W roku 1998 odkryto nowe peptydy, które nazwano oreksynami/hipokretynami [9,10]. Sieć aksonów oreksynowych jest bardzo rozległa, dociera do kory mózgowej, hipokampa, przegrody, wzgórza i prawie wszystkich części podwzgórza, pnia mózgu i rdzenia kręgowego oraz cholinergicznych neuronów mostu. Włókna oreksynowe docierają do miejsc wytwarzania neuroprzekaźników, takich jak: dopamina, noradrenalina, serotonina, czy też neuronów cholinergicznych odpowiedzialnych między innymi za sen [11–13]. Obecność OxA stwierdzono również w narządach obwodowych i gruczołach wydzielania wewnętrznego, takich jak: szyszynka, przysadka mózgowa, siatkówka oka, przewód pokarmowy, trzustka, nadnercza, jądra. Dzięki występowaniu oreksyny w tak wielu lokalizacjach zyskały one nazwę hormonów osi nerwowo-jelitowej [12,13]. Działanie oreksyn nie ogranicza się wyłącznie do funkcji neurotransmitera i/lub neuromodulatora, ale wykazują one również działanie charakterystyczne dla hormonów. Oreksyny (A i B) regulują łaknienie (wzrost apetytu), rytm snu i czuwania oraz wpływają na uwalnianie hormonów tropowych przysadki.
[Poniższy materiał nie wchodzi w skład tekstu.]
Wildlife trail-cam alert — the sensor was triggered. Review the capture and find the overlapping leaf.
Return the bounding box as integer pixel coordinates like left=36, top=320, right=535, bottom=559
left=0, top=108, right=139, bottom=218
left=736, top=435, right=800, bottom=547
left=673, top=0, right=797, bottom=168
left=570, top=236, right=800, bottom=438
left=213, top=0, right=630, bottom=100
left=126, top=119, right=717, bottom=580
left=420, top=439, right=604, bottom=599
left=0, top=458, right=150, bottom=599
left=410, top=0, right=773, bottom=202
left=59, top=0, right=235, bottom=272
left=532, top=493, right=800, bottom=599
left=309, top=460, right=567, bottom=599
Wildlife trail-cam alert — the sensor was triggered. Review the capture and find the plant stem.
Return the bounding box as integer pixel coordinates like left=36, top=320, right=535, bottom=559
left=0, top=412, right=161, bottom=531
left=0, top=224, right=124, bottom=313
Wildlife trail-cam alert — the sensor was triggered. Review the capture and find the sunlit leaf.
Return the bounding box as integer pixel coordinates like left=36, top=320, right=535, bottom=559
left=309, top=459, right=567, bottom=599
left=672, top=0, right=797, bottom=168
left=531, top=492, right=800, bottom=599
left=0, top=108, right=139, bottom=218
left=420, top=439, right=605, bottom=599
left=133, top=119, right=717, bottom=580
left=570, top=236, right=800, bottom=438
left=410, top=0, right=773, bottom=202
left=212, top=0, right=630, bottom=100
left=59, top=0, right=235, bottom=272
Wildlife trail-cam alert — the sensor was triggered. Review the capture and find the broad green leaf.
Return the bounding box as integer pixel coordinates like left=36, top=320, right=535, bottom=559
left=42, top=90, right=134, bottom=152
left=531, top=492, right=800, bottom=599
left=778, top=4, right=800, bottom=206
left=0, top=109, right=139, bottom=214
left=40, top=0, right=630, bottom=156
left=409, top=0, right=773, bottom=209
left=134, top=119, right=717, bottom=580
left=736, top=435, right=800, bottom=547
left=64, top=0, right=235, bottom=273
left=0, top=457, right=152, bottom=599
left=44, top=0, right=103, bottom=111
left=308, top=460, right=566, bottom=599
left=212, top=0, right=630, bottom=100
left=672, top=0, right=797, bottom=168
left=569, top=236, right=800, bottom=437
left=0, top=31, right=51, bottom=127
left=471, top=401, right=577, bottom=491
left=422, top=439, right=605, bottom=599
Wykazano, że neurony oreksynowe tworzące tzw. sieć mózgowo-jelitową gromadzą informacje o stanie narządów odpowiedzialnych za przetwarzanie spożytego pokarmu, biorą udział w krótkoterminowej regulacji homeostazy energetycznej i są istotnym elementem złożonego mechanizmu regulacji pobierania i wydatkowania energii [11]. Stężenie oreksyny zmniejsza się wraz z wiekiem, dlatego jej wpływ na łaknienie jest najsilniej zaznaczone u młodych osób [13,14]. Przeprowadzone dotychczas badania nie dały jednoznacznej odpowiedzi na pytanie o wpływ oreksyn na wydzielanie GH. Włókna oreksynowe docierają do jąder okołokomorowego oraz łukowatego, w których zlokalizowane są receptory zarówno dla somatostatyny, somatoliberyny, jak również dla oreksyny 1 [15,16]. Włókna oreksynowe rozmieszczone w obszarach podwzgórza kontrolują proces uwalniana hormonów przysadkowych, a także oś GH-IGF-1. Fakt, iż neurony oreksynowe znajdują się w jądrze łukowatym w sąsiedztwie olbrzymiej liczby neuronów somatoliberyny (GH-RH), pozwala przypuszczać, że oreksyny hamują wydzielanie endogennej GH-RH, blokując tym samym sekrecję GH i odpowiedź GH na ghrelinę. Układ oreksynowy wykazuje zwiększoną aktywność w ciągu dnia, promując stan czuwania. Badania nad oreksynami stanowią bazę do poszukiwania nowych metod terapii zaburzeń hormonalnych, szczególnie tych, które związane są z niedostateczną syntezą GH
[11,17–20].
Cel pracy: 1. Ocena sekrecji oreksyny A w surowicy krwi u dzieci niskorosłych oraz u dzieci z prawidłowym wzrostem i masą ciała w okresie przedpokwitaniowym ( I w skali Tannera). 2. Ustalenie korelacji pomiędzy stężeniami OxA w surowicy krwi u dzieci niskorosłych a stopniem niedoboru wzrostu, tempem wzrastania, BMI, stężeniem glikemii na czczo, stężeniem IGF-1 oraz stosunkiem IGFBP-3/ OxA
Materiał
Badaniami objęto 65 dzieci (23 dziewcząt i 42 chłopców) w wieku 3 do 13 lat w okresie przedpokwitaniowym (I wg Tannera), diagnozowanych z powodu niskorosłości (wzrost < 3 centyla) w Klinice Endokrynologii i Diabetologii Wieku Rozwojowego UM we Wrocławiu w latach 2009–2011. Grupę kontrolną stanowiło 17 dzieci (5 dziewcząt i 12 chłopców), u których wzrost i masa były w przedziale 25–75 centyla, bez cech pokwitania, nieobciążonych chorobą przewlekłą. W każdym przypadku uzyskano zgodę rodziców na przeprowadzenie u dziecka badań. Na wykonanie badań uzyskano zgodę Komisji Bioetycznej przy Uniwersytecie Medycznym we Wrocławiu.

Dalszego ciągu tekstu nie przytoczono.